By Lynn Simon-Thomas
Manager, Diversity Engagement
I often get calls from friends, colleagues, and family members seeking advice on how they should prepare for an interview after they’ve already scheduled it. Usually, the beginning of the conversation is loaded with anxiety because the mere thought of interviewing makes many people uncomfortable and nervous. On one hand, I can understand because some interviewers put candidates through an experience similar to a Senate confirmation hearing. On the other hand, I find it confusing because when you apply for a job, that usually means you believe you’re qualified to do it based on your experience. And who knows your experience better than you?

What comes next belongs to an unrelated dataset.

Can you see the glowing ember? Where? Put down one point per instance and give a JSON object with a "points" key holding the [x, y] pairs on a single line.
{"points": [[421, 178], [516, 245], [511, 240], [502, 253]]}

That question is the basis for one of the first questions I often ask when interviewing a candidate which is, “Why did you apply to the position?”
- Are you seeking a more challenging role due to a lack of growth opportunity within your current organization?
- Are you feeling stagnant as you watch other co-workers and friends climb the corporate ladder?
- Are you looking for a significant salary increase?
- Or are you just exploring possibilities because a recruiter reached out to you?
Point blank, why are you seeking another job? And particularly, why this job?
I always ask this question because it forces people to take a step back and really investigate the “why” behind their job search. It also inspires honest introspection and self-reflection, which can help determine whether a position may be the right opportunity. When you unequivocally understand your “why” and you are self-aware enough to know your strengths, as well as the things you need to improve upon, you become a much stronger and appealing candidate.
In addition to knowing your “why,” it’s also important that you have a solid understanding of the current job description. Do you clearly understand the tasks you will be asked to complete if given the role? One way to obtain this clarity is to ask the recruiter to share some insights into what the hiring manager seeks in a candidate. Armed with that information, be sure to ask yourself if you truly have the proper skills needed to succeed in the role. If you don’t, that can be okay if you consider the opportunity a “stretch” role and you have the desire to obtain those needed skills.
If and when the opportunity presents itself, be sure to ask potential co-workers to describe the culture within the company and department, as departmental culture can sometimes differ from the overall company culture. Enjoying what you do, and with whom you do it, is extremely important for your emotional well-being. It can impact your daily motivation, drive, and overall contribution to your job and the company. Take an honest look within yourself to uncover what makes you happy in your current job. Try to identify those things that bring you joy at work and make you excited to start your day. The ability to explain what you need from a job, as well as the opportunities you see in your next role, can go a long way towards ensuring the role is right for you.
Finally, once you have a better understanding of the role and what the hiring manager may be looking for in a candidate, you should be able to clearly articulate what you bring to the table through relevant examples of how your current skill set makes you an ideal candidate for the position. Perhaps you helped to improve a vital process that saved your current department a significant amount of money. Or maybe you were instrumental in turning overall customer sentiment from negative to positive. Regardless, when you can demonstrate that you have the expertise and experience to help a potential manager solve the problems they’re currently facing, you dramatically improve your chances of landing the role.
To help you remember these guidelines, I’ve created a short list of tips that can help you ace your next interview.
- Know yourself.
- Understand why you want the job and how it will help you achieve your professional goals. Be able to clearly state the skills you possess that would benefit the organization, as well as those which you’re working to improve to ensure you’d be successful in the position.
- Understand the opportunity for growth/the career path the position could offer.
- If you can’t visualize how you can advance your career beyond the role, be sure to ask about the potential career path and available support structures that can guide you towards success.
- Attempt to obtain insight into the departmental culture.
- Emotional well-being is vital to success in the work world. Be sure to inquire about the working dynamics within the team to help determine if the opportunity and environment is right for you.
- Always treat the recruiter with respect.
- Never view the recruiter as a simple hurdle to clear en route to the hiring manager. As the “first line of defense,” the recruiter can be the most important person in the interviewing process.
Concentrating on these four things can help you navigate your next interview successfully and remove some of the pre-interview anxiety many people experience. Good luck!
Lynn Simon-Thomas is Manager, Diversity Engagement within Talent Acquisition. Lynn has over 15 years of experience in recruiting and diversity engagement. She serves as the diversity and inclusion subject matter expert focused on the execution of targeted diverse talent sourcing strategies.